Moving can be fairly stressful experience. It’s not just the hard work and planning associated with it, but also the fact that you have to adjust to be a new location. You’ve got to meet new people, new neighbours and make new friends. These things are even harder for a kid to do, especially one of a primary / secondary school age. They’ll be taken out of their environment and into a new one – they’ll have to start new friendships, get to know new teachers… it’s a lot for them to take in.
That being said, you’ll have to help them adjust to their new environment. There are steps to be taken before and after the move, and I’ll do my best to outline them here. You’ve got to take into account that every child is different, and as a parent you’ll have to take matters your own hands at times. Each age group is different, so I will work through each of them individually.
Infants – Toddlers
Children of this age are usually too young to grasp what the move involves, but that doesn’t mean they won’t be affected by it. The best way to get a young child to adjust to a new environment is to keep all of the routines the same; same bedtime, same mealtimes, etc. That way, even though the environment is slightly different, they’ll grow back into it. As long as you keep things predictable, the move should go smoothly for them.
If you can help it, try not to move if your child is going through a transition period. Potty training and the beginning of nursery / school is what I mean. Throwing too much at a child all at once is typically not the best idea.
Primary school age
This is where things start to get tricky. Kids of school age have usually made their friends and settled into a niche, and moving to a new town and consequentially a new school might cause problems. Making friends is a very important part of growing up, and having to do that all over again is problematic.
To get around this, remind them that it’s easy to stay in touch with old friends. Instant messenger and social networking exists in this day and age, so friendships aren’t broken as easily. As for the new school problems? As long as you’re there to provide support, everything should turn out fine. Just tell them it’s normal to be nervous, and they’ll adjust eventually.

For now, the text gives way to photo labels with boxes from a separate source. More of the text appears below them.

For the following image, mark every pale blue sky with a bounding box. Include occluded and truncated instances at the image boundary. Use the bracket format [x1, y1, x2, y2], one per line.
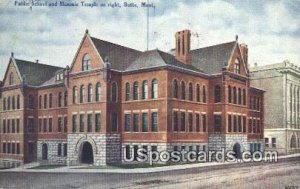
[0, 0, 300, 80]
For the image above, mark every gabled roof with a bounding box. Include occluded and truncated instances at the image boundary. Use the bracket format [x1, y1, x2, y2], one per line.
[14, 59, 63, 86]
[91, 37, 141, 71]
[191, 41, 237, 74]
[126, 49, 201, 72]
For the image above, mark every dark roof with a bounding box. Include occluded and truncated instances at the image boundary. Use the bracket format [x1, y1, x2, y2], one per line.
[191, 41, 237, 74]
[15, 59, 63, 86]
[91, 37, 141, 71]
[126, 49, 201, 72]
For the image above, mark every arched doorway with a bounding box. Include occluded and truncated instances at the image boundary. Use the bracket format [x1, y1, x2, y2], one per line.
[42, 144, 48, 160]
[233, 143, 242, 159]
[80, 142, 94, 164]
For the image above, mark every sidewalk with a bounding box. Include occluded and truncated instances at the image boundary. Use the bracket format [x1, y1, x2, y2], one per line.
[0, 154, 300, 173]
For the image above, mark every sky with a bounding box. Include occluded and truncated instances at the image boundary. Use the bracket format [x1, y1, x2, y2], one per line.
[0, 0, 300, 80]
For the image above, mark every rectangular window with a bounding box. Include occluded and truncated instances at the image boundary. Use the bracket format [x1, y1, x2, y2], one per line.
[87, 114, 93, 132]
[173, 111, 178, 131]
[189, 113, 193, 132]
[79, 114, 84, 132]
[142, 113, 148, 132]
[196, 114, 200, 132]
[95, 113, 101, 132]
[180, 112, 185, 131]
[133, 114, 139, 132]
[72, 115, 77, 133]
[151, 112, 158, 132]
[125, 114, 130, 132]
[111, 113, 118, 132]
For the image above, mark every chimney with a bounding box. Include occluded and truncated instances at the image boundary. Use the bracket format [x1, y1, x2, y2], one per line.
[175, 30, 191, 64]
[240, 43, 248, 68]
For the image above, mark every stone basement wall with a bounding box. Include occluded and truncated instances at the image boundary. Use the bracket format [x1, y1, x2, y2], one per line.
[37, 140, 68, 165]
[67, 133, 121, 166]
[208, 134, 249, 152]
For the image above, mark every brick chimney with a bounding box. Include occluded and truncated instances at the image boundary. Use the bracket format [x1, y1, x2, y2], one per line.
[175, 30, 191, 64]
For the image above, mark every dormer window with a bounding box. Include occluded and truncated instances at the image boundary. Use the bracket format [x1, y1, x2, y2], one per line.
[82, 54, 91, 71]
[234, 59, 241, 74]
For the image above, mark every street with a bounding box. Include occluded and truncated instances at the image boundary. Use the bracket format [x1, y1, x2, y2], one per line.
[0, 161, 300, 189]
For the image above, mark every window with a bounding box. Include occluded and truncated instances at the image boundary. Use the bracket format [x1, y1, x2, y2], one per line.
[215, 115, 222, 132]
[64, 91, 68, 107]
[9, 73, 15, 85]
[181, 81, 185, 100]
[72, 115, 77, 133]
[180, 112, 185, 131]
[111, 113, 118, 132]
[173, 111, 178, 131]
[82, 54, 91, 71]
[49, 94, 53, 108]
[95, 113, 101, 132]
[234, 59, 241, 74]
[57, 117, 62, 132]
[125, 114, 130, 132]
[151, 112, 158, 132]
[142, 80, 148, 99]
[79, 114, 84, 132]
[28, 95, 34, 109]
[58, 92, 62, 107]
[96, 83, 102, 102]
[202, 86, 206, 103]
[133, 81, 139, 100]
[73, 86, 78, 104]
[189, 83, 193, 101]
[87, 114, 93, 132]
[80, 85, 85, 103]
[125, 83, 130, 101]
[44, 94, 48, 109]
[215, 85, 221, 103]
[173, 79, 178, 98]
[111, 83, 118, 102]
[202, 115, 206, 132]
[272, 138, 276, 148]
[133, 113, 139, 132]
[142, 113, 148, 132]
[189, 113, 193, 132]
[152, 79, 158, 99]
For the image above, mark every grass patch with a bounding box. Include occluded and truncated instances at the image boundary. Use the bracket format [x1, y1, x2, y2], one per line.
[29, 165, 65, 169]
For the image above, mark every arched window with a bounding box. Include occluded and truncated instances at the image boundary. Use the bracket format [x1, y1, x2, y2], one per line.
[111, 83, 118, 102]
[73, 86, 78, 104]
[181, 81, 185, 100]
[142, 80, 148, 99]
[151, 79, 158, 99]
[173, 79, 178, 98]
[58, 92, 62, 107]
[189, 83, 193, 101]
[228, 85, 231, 103]
[80, 85, 85, 103]
[125, 83, 130, 101]
[96, 82, 101, 102]
[215, 85, 221, 103]
[196, 84, 200, 102]
[88, 83, 93, 102]
[243, 89, 247, 105]
[9, 73, 15, 85]
[202, 86, 206, 103]
[234, 59, 241, 74]
[82, 54, 91, 71]
[133, 81, 139, 100]
[233, 87, 237, 104]
[238, 88, 242, 104]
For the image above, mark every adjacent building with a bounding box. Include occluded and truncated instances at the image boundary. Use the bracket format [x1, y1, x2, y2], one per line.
[250, 61, 300, 154]
[0, 30, 264, 165]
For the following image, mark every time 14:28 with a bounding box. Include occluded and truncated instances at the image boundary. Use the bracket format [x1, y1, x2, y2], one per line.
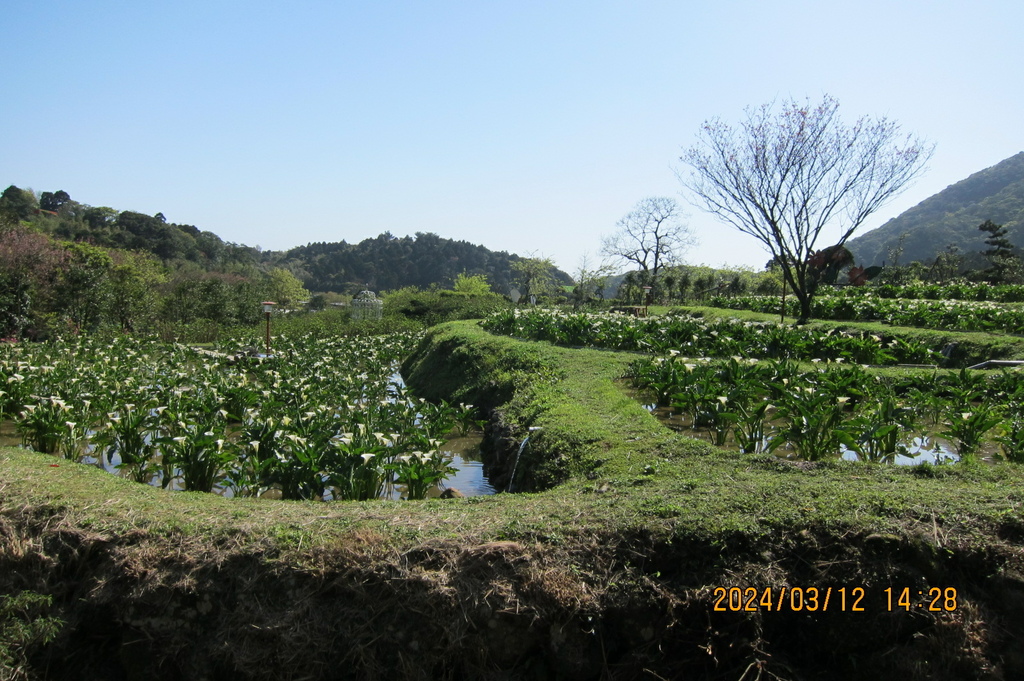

Teenagers, as you should know if you share a house with one, typically show their emotions in a different way. ‘It’s not fair’, is one of the things they’ll probably say. And you as a parent have got to remind them that, while you understand how they feel, moving is unavoidable.You’ve got to remain in control yet show them that you care.
It’s normal for teenagers to react in this way, because it’s not just friends that’ll break up in the move, romantic relationships flourish at this time, not to mention that the teenage years are the years where a kid develops his or her identity. You ‘interfering’ with a move will threaten that. But as long as you’re courteous, and they can use a social network (which are built for teenagers) everything will work out. Just don’t lose your temper, even if they do.
A move isn’t all doom and gloom for a kid, it can also be a positive experience. Finding out about new places is good for stimulating growing brains. The kids just need to adjust, and by following the above tips, they will.